2012-06-11 13:51:49 | Weblog
非常に遅くなりましたが、6月4日の例会では「屋根裏の散歩者」読書会をおこないました。司会は神戸が務めさせていただきました。

今回焦点となった部分は2つありました。

一つ目は「なぜ三郎は殺人を犯した後、遊びを面白く感じるようになったか」という部分です。
ここは「明智に勝った充足感」「自己顕示欲がみたされた」「殺人者として身を潜める快楽にひっている」などの意見が出ました。

二つ目としては「明智による罪の発覚はないのにどうして“法律上の罪人”になることを恐れた三郎が自首するのか(死刑になることを考えているのか)」ということが主題になって議論が行われました。
こちらでは「快楽の喪失によって死を望んだから」という意見が出ましたが、「あえて死刑を考える理由があるはずだ」という意見があり、そこから「秘密をもつ快楽から犯罪者である自分をさらす快楽にうつった」「犯罪が発覚する前は自分であって自分でない個(犯人)へのまなざしであったが、犯罪が発覚することによって自分自身(犯人である三郎)へのまなざしに変化する。それを三郎は望んだのではないか」「三郎は童心にかえっており、自白を考えたのでは」などの意見が出ました。
この問題については石井先輩から「三郎は明智に心理を操作されたのではないか」という意見を戴きました。

また岡崎先生・石井先輩には、舞台となった「東栄館」は当時最新鋭の建物。その構造だからこそ行うことが出来た三郎の犯罪であり、その構造の特殊性は重要視すべき所であること。また1920年代の東京の都市化など、当時の時代背景なども調べて挑めばよりよい例会になるというご指導などもいただきました。
また「郷田三郎」が“都会の高等遊民のなれのはて”であり、その人間性を探れば人との関わりを持てない(持っていない)、都市が生み出した特殊な人間であること、そういった人間が犯罪を犯すことによって、人(明智)と濃密な関係をもつことができた物語であるという一つの読み提示もしていただき大変勉強になりました。

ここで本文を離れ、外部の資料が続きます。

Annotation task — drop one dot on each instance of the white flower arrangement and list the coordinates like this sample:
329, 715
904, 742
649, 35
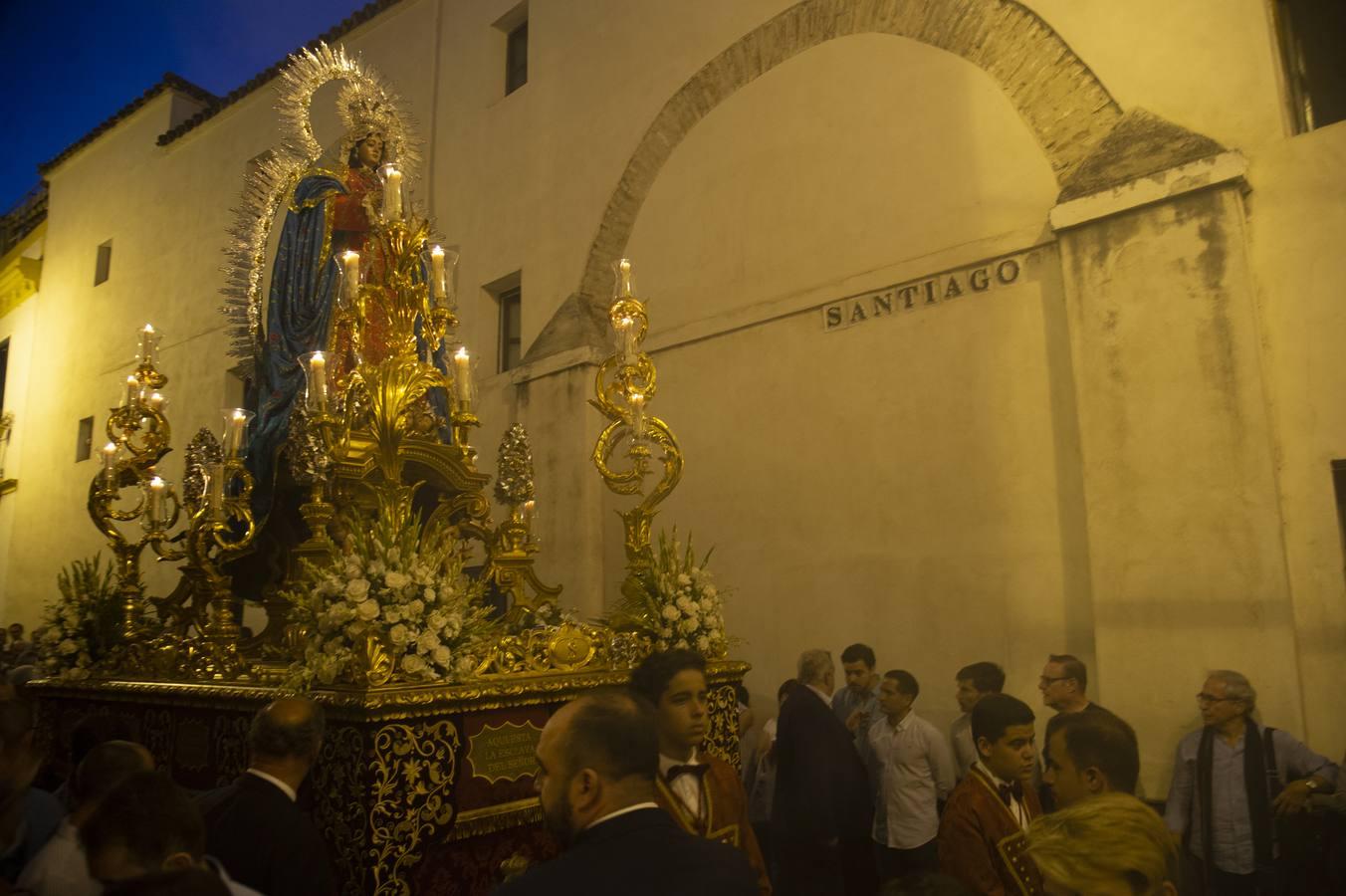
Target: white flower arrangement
402, 585
81, 626
680, 605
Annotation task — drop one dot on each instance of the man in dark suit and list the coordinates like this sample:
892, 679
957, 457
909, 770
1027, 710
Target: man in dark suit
596, 762
253, 826
822, 811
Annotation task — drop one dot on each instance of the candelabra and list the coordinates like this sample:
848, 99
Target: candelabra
625, 387
138, 437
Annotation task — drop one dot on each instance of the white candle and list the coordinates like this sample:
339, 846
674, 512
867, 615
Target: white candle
350, 275
393, 195
626, 339
148, 341
317, 381
623, 279
439, 290
637, 402
110, 464
234, 432
462, 378
155, 502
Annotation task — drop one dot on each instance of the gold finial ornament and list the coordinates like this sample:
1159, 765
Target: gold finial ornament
625, 387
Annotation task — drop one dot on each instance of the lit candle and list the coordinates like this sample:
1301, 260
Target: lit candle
110, 464
350, 275
637, 402
626, 339
623, 284
234, 432
317, 382
148, 341
462, 378
155, 502
439, 290
392, 194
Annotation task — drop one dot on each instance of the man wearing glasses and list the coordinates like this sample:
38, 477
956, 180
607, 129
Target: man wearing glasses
1231, 780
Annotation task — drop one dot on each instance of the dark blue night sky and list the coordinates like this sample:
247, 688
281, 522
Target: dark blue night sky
73, 65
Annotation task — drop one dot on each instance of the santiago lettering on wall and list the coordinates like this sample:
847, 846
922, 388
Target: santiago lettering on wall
922, 292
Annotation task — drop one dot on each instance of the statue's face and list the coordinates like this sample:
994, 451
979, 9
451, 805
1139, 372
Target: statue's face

他にも指導としては新入生が増えたこともあり、先行論を読むだけではなく、同作家の同時代に書いた作品をいくつか読んでくることによって、新たな発見があること。また例会に参加する者として司会者・発表者に負けないくらい、その作品・作者について知識を深めることなど、例会に参加する心構えなども御教授いただきました。


以上2年の神戸でした。
本当に遅くなってすいません。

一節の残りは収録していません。